= Modified citrus pectin =

More digestible form of pectin

Modified citrus pectin (also known as citrus pectin, and MCP) is a modified, more digestible form of pectin. It is obtained from the peels, seeds and pulp of citrus fruits using a chemical extraction process.

In general, pectin is a gel-forming polysaccharide from plant cell walls, especially apple and citrus fruits. Pectin is a type of viscous dietary fiber and varies in the length of polysaccharide chains. Although pectin is not digestible by humans, it can be treated to create smaller fiber fragments to increase absorbability across the small intestine epithelium.

== Description ==
Modified citrus pectin (also known as depolymerized pectin, fractioned pectin, modified pectin, pH-modified pectin, low molecular weight pectin, and MCP) is a more digestible form of pectin.

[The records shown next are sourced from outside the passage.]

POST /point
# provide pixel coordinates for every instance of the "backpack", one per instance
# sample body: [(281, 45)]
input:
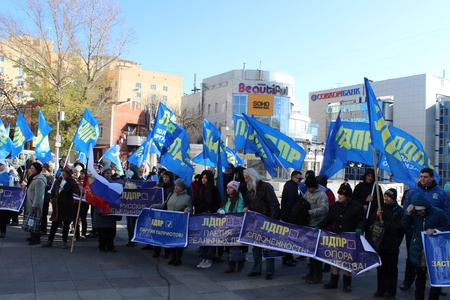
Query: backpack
[(300, 212)]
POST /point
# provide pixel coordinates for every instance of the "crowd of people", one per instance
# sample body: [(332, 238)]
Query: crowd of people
[(308, 202)]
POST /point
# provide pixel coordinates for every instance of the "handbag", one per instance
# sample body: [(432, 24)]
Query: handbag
[(31, 223), (375, 234)]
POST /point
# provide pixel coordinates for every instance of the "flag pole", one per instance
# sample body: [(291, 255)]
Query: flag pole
[(76, 221), (376, 182)]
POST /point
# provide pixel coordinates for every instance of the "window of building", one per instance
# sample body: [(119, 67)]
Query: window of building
[(239, 104)]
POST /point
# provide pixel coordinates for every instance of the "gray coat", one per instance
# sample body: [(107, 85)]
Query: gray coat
[(35, 194), (319, 205), (177, 202)]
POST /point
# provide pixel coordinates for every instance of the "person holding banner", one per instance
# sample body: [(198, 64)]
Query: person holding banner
[(387, 273), (422, 216), (365, 192), (346, 215), (207, 201), (63, 206), (233, 203), (5, 180), (261, 198), (179, 200)]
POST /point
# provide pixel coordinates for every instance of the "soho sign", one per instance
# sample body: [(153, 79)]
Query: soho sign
[(335, 94), (263, 88)]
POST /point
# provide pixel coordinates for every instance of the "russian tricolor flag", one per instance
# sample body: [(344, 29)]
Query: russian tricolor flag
[(100, 192)]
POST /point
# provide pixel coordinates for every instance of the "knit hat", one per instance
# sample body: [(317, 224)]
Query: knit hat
[(180, 182), (234, 185), (391, 193), (345, 190), (447, 187)]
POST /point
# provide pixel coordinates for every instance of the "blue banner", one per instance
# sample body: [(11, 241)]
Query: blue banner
[(262, 231), (347, 251), (163, 116), (134, 184), (133, 201), (5, 141), (383, 141), (11, 198), (113, 155), (215, 230), (436, 248), (87, 134), (22, 134), (162, 228), (175, 155), (42, 150)]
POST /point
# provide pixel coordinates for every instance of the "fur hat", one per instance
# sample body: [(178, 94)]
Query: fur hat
[(234, 185), (180, 182), (391, 193), (345, 190)]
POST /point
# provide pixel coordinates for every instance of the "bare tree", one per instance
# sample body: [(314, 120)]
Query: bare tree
[(65, 48)]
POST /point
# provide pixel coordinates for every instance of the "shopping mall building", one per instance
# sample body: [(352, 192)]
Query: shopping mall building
[(418, 104)]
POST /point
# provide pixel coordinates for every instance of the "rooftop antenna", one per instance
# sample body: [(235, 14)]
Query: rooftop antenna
[(195, 90)]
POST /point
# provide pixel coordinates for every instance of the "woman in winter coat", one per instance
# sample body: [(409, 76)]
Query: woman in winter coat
[(35, 196), (387, 273), (63, 206), (233, 203), (423, 217), (207, 201)]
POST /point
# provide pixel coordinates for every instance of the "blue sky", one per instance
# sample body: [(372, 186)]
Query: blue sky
[(322, 44)]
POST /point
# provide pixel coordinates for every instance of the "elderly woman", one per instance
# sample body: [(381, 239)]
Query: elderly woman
[(35, 196), (179, 200), (63, 206)]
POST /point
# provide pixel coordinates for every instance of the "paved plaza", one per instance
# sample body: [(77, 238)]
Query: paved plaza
[(32, 272)]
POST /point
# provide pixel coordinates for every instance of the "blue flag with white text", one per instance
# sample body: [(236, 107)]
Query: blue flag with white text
[(383, 141), (22, 134), (87, 134), (42, 150), (175, 155), (5, 142), (113, 155)]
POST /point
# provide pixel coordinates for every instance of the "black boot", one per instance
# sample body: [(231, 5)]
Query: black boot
[(231, 267), (333, 282), (347, 283)]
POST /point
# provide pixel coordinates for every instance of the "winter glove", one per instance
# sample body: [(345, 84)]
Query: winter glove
[(429, 231), (409, 209)]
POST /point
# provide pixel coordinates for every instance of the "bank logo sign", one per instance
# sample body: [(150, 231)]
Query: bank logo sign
[(260, 105)]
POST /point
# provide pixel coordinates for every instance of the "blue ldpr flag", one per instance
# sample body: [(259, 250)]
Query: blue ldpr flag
[(383, 141), (142, 152), (42, 150), (5, 142), (289, 153), (175, 155), (87, 133), (22, 134), (335, 154), (163, 117), (113, 155)]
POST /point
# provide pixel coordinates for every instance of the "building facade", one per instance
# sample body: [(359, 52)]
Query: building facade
[(415, 104)]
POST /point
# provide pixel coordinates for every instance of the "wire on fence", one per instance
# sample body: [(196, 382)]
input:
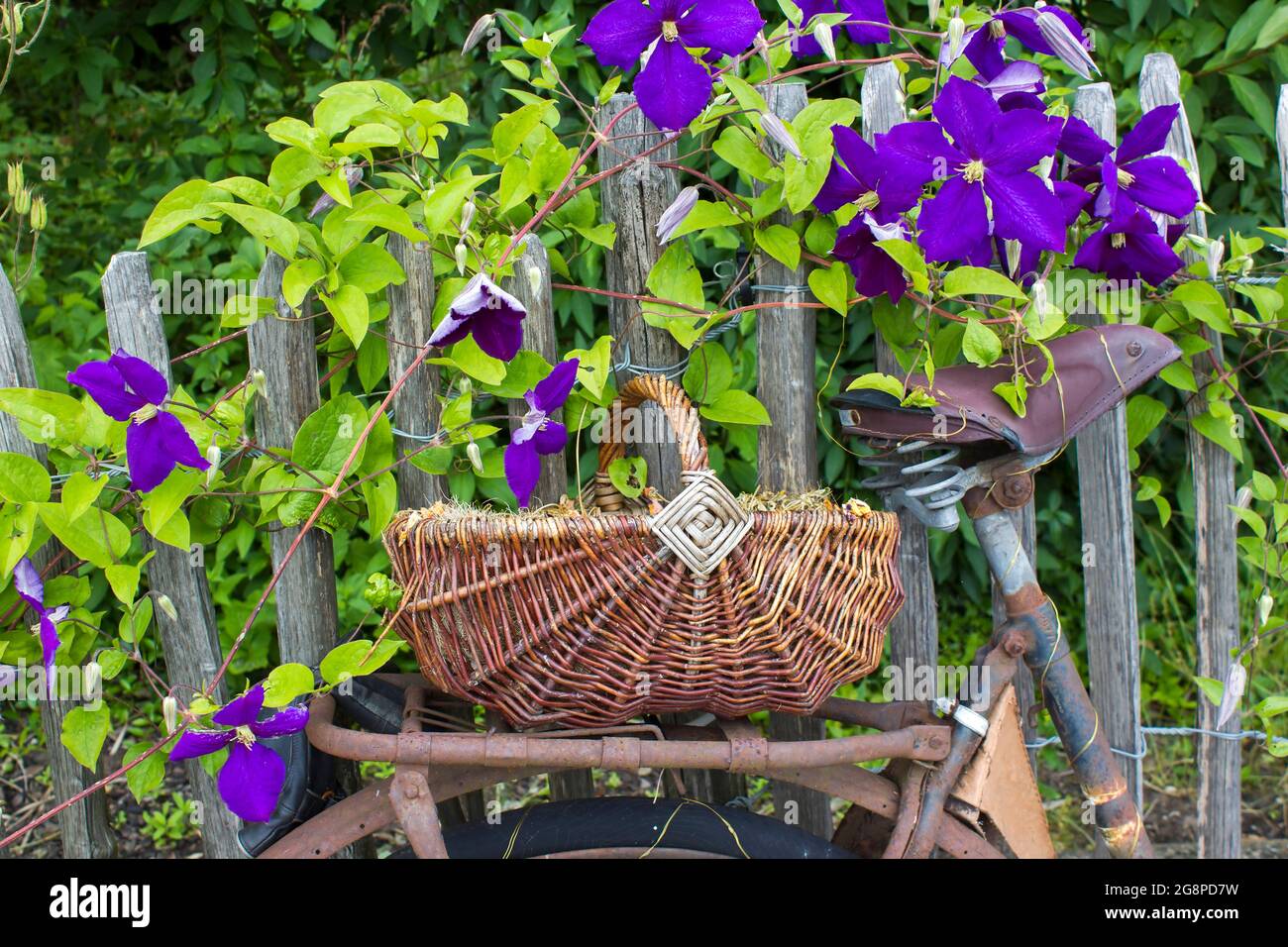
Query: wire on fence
[(1173, 732)]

Modified citrus pectin is composed predominantly of D-polygalacturonates, which are more easily absorbed by the human digestive system.

Modified citrus pectin is promoted and sold as a dietary supplement.

== Safety and adverse effects ==

In general, pectin is considered as a safe ingredient used as emulsifiers and gelling agents in manufactured foods; accordingly, pectin and MCP are generally recognized as safe.

Although modified citrus pectin is more easily digested than natural citrus pectin, individuals with allergies or sensitivities to citrus may experience diarrhea or stomach discomfort when taking either type of citrus pectin.

There is no clinical evidence that modified citrus pectin is effective to treat cancer.